On Wed, Feb 15, 2017 at 9:27 PM, Michael Paquier
<michael.paquier@gmail.com> wrote:
> On Wed, Feb 15, 2017 at 7:58 PM, Heikki Linnakangas <hlinnaka@iki.fi> wrote:
>> On 02/09/2017 09:33 AM, Michael Paquier wrote:
>>> Now regarding the shape of the implementation for SCRAM, we need one
>>> thing: a set of routines in src/common/ to build decompositions for a
>>> given UTF-8 string with conversion UTF8 string <=> pg_wchar array, the
>>> decomposition and the reordering. The extension attached roughly
>>> implements that. What we can actually do as well is have in contrib/ a
>>> module that does NFK[C|D] using the base APIs in src/common/. Using
>>> arrays of pg_wchar (integers) to manipulate the characters, we can
>>> validate and have a set of regression tests that do *not* have to
>>> print non-ASCII characters.
>>
>>
>> A contrib module or built-in extra functions to deal with Unicode characters
>> might be handy for a lot of things. But I'd leave that out for now, to keep
>> this patch minimal.
>
> No problem from me. I'll get something for SASLprep in the shape of
> something like the above. It should not take me long.

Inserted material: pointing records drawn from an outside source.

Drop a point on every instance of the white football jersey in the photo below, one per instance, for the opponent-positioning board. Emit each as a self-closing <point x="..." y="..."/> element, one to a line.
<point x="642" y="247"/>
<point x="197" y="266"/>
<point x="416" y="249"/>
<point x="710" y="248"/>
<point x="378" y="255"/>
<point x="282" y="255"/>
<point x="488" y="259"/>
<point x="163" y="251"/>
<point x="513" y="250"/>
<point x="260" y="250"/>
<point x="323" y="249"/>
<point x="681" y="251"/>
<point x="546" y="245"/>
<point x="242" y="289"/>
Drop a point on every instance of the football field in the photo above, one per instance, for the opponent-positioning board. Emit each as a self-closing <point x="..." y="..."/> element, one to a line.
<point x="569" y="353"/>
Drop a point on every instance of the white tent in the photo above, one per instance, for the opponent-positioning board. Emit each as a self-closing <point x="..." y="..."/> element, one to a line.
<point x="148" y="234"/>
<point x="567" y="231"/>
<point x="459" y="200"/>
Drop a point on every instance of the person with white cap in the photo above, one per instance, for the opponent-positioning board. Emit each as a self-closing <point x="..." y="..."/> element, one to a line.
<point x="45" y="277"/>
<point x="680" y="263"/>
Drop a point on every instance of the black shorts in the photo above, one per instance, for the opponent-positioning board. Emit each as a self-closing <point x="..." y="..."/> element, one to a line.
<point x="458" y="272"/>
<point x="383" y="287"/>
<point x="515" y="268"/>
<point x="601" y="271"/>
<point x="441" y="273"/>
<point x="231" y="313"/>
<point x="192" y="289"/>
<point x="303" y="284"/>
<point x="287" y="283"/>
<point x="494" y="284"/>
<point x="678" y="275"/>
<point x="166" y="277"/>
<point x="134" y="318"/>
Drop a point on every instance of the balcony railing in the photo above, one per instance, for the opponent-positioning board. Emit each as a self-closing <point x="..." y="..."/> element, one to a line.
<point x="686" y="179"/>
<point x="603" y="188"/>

OK, attached is a patch that implements SASLprep that needs to be
applied on top of the other ones. When working on the table reduction,
the worst size was at 2.4MB. After removing all the characters with a
class of 0 and no decomposition, I am able to get that down to 570kB.
After splitting the decompositions by size into their own tables, it
got down to 120kB, which is even nicer. One thing that I forgot
previously was the handling of the decomposition of Hangul characters
(Korean stuff) which is algorithmic, so you actually do not need a
table for them. The algorithm is here for the curious =>
http://unicode.org/reports/tr15/tr15-18.html#Hangul.
The patch includes the conversion tables, which is why it is large,
and the perl script that I used to generate it. It has been pushed as
well on my github branch. The basics are here I think, still this
portion really needs a careful review. I have done some basic tests
and things are basically working, but I have been able to break things
pretty easily when using some exotic characters. The conversion tables
look correct, I have tested it using my module which implements NFKC
(https://github.com/michaelpq/pg_plugins/tree/master/pg_sasl_prepare),
still much refinement needs to be done.